I’m planning to upgrade my ancient Consumer Unit to a modern RCD (residual current device) filled unit. I think they are called GFCIs in the US. I thought I would see if I could measure any existing residual current to see if the upgrade would be problematic. So I put a CT (SCT013) around each of the meter tails and use IoTaWatt to subtract the live and neutral and provide a readout of the residual current to influxdb.
I am seeing a fairly consistent 30mA difference during standard daily loads which should be fine across a dozen breakers, right ?. However, when the Cooker goes on then I’m getting around 100mA which looks to be a problem.
Before I delve further, is this even a viable use-case for the IoTaWatt ? I thought about trying to use a single CT around both tails to get residual directly but dont have anything big enough and suspect anything that big wouldnt be that accurate at a low mA range anyway.
Here, you can see steady state residual current of up to 30mA when total house power is around 500W. You can also see the residual current around 100mA (peaking 150mA) when the cooker is on and using roughly 2000W. This feels possible as the cooker is old, the wiring is dodgy and the power is high. However, there are some negative readings which I dont think should happen when subtracting Neutral current from Live current. It should always be positive right ?
Could this be timing errors in the sampling of the two tails or more likely is it just the error margin of slightly unmatched CTs ? The averaging inherent in the lower resolution graph suggest unmatched CTs so I guess I could put them both on the Live tail and see if I can calculate a scaling factor to bring them inline. Interested in views.

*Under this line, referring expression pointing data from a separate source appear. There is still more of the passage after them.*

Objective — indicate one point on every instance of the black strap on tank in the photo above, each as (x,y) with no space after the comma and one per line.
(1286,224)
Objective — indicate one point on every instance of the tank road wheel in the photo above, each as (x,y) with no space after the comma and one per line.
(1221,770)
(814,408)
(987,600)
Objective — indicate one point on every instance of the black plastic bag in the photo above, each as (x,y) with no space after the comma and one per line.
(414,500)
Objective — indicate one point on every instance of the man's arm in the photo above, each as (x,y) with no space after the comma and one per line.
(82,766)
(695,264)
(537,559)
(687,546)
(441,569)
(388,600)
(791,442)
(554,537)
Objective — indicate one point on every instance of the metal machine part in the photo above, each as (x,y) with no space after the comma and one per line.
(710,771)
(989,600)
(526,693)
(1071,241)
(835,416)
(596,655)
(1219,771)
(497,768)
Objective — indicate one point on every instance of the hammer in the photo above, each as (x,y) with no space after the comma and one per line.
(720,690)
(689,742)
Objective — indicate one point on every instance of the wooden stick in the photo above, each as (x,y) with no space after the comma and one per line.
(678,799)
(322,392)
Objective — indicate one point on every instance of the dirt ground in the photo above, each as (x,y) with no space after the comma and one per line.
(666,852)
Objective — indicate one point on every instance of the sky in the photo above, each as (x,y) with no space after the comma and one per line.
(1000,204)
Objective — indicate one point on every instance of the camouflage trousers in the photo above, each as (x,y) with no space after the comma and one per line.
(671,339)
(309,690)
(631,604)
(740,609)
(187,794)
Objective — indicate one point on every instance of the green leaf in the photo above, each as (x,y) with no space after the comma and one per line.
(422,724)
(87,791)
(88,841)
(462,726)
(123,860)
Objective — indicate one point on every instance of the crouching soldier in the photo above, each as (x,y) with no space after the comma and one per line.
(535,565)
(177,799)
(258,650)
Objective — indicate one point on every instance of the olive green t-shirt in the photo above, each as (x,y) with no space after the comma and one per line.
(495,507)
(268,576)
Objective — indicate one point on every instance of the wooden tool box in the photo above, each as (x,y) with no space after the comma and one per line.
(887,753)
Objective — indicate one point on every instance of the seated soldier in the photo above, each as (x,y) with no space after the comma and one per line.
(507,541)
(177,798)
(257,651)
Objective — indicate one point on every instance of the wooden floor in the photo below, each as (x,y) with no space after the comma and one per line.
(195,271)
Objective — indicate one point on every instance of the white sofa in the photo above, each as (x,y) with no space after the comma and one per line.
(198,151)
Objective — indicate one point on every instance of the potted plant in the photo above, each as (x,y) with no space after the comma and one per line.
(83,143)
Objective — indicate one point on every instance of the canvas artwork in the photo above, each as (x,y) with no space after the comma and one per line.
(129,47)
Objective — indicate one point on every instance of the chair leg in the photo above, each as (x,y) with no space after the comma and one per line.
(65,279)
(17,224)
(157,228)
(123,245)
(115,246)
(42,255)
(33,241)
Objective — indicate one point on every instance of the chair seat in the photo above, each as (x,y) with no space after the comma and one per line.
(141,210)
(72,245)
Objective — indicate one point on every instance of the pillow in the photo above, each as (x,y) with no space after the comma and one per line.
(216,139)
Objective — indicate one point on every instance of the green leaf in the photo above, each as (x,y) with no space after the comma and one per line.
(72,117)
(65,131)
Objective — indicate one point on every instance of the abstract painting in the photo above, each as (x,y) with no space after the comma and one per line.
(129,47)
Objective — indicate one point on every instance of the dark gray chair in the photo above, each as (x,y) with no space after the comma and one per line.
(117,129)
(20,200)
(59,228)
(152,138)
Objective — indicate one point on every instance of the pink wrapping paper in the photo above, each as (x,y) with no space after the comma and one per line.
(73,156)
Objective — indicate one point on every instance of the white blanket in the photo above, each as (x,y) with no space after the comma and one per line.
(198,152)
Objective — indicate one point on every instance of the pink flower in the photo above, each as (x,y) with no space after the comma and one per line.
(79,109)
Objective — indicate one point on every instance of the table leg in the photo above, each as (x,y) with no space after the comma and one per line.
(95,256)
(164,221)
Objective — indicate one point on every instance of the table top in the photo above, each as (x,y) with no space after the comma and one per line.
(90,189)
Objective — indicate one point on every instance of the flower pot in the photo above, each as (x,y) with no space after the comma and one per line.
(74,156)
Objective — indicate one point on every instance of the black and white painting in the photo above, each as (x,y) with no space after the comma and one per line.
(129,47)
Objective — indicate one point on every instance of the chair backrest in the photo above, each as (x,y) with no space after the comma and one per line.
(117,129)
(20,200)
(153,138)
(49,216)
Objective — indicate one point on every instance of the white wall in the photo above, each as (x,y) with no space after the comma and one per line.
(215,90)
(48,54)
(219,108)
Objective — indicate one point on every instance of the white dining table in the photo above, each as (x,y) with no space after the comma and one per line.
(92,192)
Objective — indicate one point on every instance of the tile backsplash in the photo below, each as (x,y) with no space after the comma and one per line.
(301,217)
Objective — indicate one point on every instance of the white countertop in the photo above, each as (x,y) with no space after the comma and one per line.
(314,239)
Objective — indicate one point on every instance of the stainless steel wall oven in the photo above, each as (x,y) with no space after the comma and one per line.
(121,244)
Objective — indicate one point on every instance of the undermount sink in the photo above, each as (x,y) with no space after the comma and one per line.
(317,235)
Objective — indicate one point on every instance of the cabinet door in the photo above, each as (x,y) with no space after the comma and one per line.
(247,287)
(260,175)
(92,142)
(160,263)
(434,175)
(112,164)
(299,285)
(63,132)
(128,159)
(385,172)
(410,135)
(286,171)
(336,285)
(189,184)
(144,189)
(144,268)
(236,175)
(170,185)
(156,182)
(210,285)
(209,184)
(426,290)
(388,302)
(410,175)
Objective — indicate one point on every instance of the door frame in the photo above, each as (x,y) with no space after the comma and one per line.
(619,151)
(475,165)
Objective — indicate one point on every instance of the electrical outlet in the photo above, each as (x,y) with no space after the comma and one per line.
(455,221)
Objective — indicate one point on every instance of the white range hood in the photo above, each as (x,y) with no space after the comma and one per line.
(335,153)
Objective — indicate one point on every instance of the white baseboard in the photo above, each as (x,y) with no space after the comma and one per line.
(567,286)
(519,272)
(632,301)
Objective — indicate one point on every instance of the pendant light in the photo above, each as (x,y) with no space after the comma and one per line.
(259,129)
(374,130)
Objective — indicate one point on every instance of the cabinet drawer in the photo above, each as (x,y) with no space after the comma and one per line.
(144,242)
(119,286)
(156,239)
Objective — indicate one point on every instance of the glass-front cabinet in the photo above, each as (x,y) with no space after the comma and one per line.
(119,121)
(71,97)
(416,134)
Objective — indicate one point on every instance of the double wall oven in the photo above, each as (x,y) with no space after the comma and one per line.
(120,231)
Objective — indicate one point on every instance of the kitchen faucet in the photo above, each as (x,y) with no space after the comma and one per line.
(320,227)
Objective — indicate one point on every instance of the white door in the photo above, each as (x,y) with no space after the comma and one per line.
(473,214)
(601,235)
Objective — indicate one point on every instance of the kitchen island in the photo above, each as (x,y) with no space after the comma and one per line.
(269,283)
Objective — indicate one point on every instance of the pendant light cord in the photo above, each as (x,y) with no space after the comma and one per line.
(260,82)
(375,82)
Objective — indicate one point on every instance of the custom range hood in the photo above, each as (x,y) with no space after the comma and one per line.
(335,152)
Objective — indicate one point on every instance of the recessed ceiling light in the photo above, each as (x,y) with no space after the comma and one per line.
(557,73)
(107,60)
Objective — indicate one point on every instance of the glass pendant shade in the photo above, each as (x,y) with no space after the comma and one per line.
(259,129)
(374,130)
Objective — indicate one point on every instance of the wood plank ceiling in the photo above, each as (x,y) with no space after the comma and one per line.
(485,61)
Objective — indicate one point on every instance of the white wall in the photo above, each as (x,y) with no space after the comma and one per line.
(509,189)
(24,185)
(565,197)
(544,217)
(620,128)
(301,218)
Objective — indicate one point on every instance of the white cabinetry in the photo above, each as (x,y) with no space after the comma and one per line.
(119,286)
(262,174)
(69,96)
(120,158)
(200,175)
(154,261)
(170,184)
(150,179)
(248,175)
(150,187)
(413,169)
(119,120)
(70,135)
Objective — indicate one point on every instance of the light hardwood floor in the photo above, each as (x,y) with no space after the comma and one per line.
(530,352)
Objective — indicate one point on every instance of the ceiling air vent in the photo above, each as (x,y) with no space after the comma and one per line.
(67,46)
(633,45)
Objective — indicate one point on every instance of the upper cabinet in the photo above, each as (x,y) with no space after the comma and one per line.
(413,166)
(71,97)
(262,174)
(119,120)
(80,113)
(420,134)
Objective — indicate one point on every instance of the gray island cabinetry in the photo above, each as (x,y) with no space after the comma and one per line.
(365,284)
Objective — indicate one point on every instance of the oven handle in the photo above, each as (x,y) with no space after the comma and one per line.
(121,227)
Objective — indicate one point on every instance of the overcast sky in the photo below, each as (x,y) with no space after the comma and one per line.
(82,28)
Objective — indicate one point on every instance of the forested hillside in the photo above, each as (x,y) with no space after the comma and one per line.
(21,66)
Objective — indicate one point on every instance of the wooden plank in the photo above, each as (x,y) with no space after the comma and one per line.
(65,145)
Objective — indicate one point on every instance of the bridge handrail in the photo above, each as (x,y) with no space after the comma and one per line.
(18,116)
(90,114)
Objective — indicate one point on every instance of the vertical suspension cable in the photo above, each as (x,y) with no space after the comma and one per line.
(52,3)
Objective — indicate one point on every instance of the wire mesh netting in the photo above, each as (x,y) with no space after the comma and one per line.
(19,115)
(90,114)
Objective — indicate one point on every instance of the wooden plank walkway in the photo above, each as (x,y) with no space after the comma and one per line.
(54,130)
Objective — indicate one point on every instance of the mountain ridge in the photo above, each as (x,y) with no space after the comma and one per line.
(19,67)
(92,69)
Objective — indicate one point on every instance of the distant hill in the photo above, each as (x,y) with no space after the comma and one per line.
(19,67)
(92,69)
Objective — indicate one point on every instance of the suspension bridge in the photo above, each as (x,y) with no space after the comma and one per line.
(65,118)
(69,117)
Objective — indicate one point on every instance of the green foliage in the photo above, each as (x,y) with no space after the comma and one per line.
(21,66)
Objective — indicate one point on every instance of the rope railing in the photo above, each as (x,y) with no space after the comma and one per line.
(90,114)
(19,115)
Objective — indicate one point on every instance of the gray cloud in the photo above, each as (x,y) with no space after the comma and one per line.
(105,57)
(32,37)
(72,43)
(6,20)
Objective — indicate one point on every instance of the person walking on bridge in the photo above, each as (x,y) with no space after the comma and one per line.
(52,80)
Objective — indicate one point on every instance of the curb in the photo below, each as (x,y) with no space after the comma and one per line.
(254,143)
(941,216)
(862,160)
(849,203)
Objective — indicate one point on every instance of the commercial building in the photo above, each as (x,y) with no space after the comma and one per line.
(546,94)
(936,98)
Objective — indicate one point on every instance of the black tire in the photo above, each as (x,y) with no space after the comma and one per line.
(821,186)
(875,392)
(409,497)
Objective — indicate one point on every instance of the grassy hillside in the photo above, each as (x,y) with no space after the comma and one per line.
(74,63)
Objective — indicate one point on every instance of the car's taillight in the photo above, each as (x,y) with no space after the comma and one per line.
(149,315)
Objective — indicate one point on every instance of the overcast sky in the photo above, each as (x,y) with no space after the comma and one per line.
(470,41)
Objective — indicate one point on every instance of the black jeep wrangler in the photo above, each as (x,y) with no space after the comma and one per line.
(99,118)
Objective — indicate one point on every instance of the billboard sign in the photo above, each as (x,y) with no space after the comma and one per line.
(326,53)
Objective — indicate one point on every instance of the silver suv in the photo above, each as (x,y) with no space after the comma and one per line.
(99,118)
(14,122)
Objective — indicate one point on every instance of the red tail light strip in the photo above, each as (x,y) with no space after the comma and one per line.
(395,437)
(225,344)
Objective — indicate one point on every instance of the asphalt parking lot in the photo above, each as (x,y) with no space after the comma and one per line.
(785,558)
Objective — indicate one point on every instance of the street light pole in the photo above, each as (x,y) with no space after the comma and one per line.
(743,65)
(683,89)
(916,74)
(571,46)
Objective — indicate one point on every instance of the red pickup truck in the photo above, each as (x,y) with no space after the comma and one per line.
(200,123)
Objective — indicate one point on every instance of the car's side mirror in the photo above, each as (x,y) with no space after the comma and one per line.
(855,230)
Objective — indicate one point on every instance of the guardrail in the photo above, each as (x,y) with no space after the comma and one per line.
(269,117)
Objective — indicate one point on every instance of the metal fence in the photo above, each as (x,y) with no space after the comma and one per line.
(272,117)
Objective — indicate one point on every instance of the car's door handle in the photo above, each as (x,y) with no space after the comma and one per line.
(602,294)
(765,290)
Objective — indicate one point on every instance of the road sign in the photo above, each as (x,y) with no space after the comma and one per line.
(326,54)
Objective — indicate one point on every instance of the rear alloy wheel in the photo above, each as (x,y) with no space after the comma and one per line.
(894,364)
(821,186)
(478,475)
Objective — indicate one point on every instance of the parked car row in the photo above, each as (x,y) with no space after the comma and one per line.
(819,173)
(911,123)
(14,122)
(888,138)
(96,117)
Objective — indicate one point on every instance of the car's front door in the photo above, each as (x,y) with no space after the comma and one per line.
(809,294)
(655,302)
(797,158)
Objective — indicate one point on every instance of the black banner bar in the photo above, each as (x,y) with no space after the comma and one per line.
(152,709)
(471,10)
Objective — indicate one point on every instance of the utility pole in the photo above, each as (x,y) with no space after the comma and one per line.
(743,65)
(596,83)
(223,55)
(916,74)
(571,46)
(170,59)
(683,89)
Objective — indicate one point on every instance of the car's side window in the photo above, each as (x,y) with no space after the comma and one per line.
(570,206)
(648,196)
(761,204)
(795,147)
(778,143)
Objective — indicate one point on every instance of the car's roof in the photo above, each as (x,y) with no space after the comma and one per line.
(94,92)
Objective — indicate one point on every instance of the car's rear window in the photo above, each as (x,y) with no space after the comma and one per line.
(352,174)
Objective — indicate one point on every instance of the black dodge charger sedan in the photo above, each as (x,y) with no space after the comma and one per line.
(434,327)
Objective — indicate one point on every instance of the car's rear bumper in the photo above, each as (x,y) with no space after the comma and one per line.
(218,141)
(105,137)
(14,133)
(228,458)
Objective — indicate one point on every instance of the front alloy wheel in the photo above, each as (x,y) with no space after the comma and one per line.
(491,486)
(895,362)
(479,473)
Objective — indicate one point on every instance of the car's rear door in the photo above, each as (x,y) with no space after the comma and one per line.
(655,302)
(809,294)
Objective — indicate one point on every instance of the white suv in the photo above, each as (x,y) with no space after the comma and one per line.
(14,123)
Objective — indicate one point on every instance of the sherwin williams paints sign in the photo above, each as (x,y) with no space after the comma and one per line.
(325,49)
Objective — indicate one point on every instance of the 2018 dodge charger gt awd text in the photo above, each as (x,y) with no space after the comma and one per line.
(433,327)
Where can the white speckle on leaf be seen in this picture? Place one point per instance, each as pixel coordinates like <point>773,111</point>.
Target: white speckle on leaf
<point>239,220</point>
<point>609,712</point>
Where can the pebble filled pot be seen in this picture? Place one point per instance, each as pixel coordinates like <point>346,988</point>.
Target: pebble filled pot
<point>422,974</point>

I’m amazed that your differential with this technique is so small. But I doubt that is your actual difference. You are probably using 100A CTs. 30mA is 0.03% of scale. The AccuCTs are 0.5%. So that’s not a viable way to measure.
As a practical matter, if you have an excessive ground fault, I would think that’s a compelling reason to go ahead with the installation and fix the problem. There’s the old joke: If you can’t afford the operation, touch up the X-rays.
If you really want to pursue the differential measurement, you can eliminate any differences between two CTs, input channels etc. by using one CT around both the hot and neutral. They will cancel each other out and leave only the differential.